Additional fixed-wing components and accessories laid out for wiring and assembly
The supporting hardware that makes the system practical.

Where AI Surprised Me

The biggest surprise was not generic correctness, it was interactive troubleshooting depth. When I said, "the motor rapidly beeps," I did not get a canned response. I got a sequence: arming logic, throttle checks, channel mapping, reverse verification, endpoint calibration, and then clarifying questions to isolate fault state.

It felt like pairing with a senior engineer, except the domain was hardware.

The first clean "it works" moment on throttle.

The Meta Experiment

In software, my loop is define, ask, test, adjust, repeat.
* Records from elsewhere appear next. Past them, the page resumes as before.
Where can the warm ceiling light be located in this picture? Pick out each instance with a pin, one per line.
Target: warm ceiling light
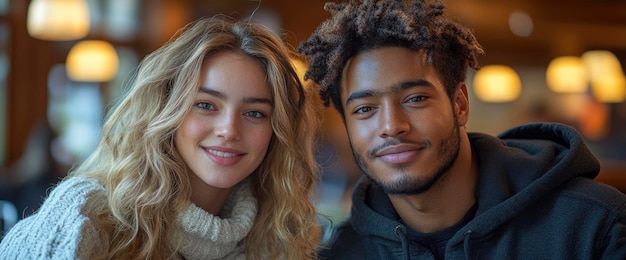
(567, 74)
(92, 61)
(497, 83)
(601, 63)
(610, 88)
(58, 20)
(608, 84)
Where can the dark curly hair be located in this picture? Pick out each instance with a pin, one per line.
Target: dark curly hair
(360, 25)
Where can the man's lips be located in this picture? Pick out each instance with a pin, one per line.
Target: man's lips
(398, 154)
(395, 149)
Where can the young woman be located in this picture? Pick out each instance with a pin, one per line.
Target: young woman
(207, 156)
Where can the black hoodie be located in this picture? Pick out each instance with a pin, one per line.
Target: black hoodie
(535, 200)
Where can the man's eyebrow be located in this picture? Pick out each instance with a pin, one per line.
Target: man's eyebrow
(395, 88)
(222, 96)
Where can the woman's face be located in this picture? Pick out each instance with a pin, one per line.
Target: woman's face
(225, 136)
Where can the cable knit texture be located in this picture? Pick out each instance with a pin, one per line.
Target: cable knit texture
(62, 228)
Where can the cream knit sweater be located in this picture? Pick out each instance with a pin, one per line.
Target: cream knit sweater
(62, 228)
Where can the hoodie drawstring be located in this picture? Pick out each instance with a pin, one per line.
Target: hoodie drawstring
(466, 244)
(400, 232)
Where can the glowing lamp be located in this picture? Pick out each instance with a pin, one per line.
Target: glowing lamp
(610, 88)
(58, 20)
(608, 84)
(92, 60)
(567, 74)
(497, 83)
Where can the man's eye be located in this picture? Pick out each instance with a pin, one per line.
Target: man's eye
(363, 110)
(415, 99)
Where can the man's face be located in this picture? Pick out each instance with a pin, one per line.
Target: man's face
(402, 126)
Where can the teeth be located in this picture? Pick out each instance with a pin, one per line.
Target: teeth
(222, 154)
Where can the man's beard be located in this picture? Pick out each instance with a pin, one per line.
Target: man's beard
(409, 185)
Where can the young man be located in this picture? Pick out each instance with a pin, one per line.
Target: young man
(395, 71)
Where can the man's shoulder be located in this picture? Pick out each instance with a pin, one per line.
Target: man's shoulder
(596, 193)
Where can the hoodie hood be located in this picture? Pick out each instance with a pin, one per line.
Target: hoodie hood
(522, 165)
(517, 168)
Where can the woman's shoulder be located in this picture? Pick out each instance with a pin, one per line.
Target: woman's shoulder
(63, 226)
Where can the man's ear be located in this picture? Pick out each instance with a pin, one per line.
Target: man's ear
(461, 104)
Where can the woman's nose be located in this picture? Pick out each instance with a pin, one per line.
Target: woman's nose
(227, 127)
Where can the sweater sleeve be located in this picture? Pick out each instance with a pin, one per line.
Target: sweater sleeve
(61, 228)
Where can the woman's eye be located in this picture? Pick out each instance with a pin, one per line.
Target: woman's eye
(205, 106)
(255, 114)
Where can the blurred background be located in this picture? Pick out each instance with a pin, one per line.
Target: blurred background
(553, 61)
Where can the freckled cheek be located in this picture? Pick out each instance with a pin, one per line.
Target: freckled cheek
(193, 129)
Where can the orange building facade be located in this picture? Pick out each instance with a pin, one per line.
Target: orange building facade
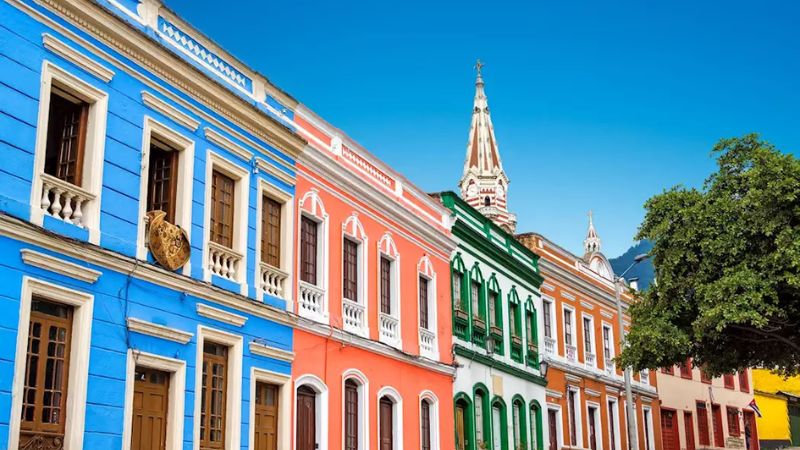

This experiment showed the same loop works in electrical systems, RF links, motor control, and mechanical linkages.

AI did not replace understanding. It accelerated understanding through active, contextual dialogue while the system was alive on the bench.

Full RC build component layout organized on a work surface
System view with the full stack visible.

What This Means and What Is Next

This was not just an RC project. It was a hypothesis test: can AI-guided workflows extend beyond code into physical debugging, voltage safety, wiring mistakes, and system bring-up? Yes.

What's Next

  • Foamboard airframe build
  • Aileron and linkage geometry tuning
  • CG experiments and trim iteration
  • Possible flaperons and later stabilization
  • Eventually autonomy

Only after it worked did I watch tutorials. The difference was huge: I was no longer consuming passively. I was validating and deepening a model I had already built with my own hands.

Final reflection: electric motors, control channels, initialization sequences, and failure modes are just another kind of distributed system. The tools are different. The thinking is the same.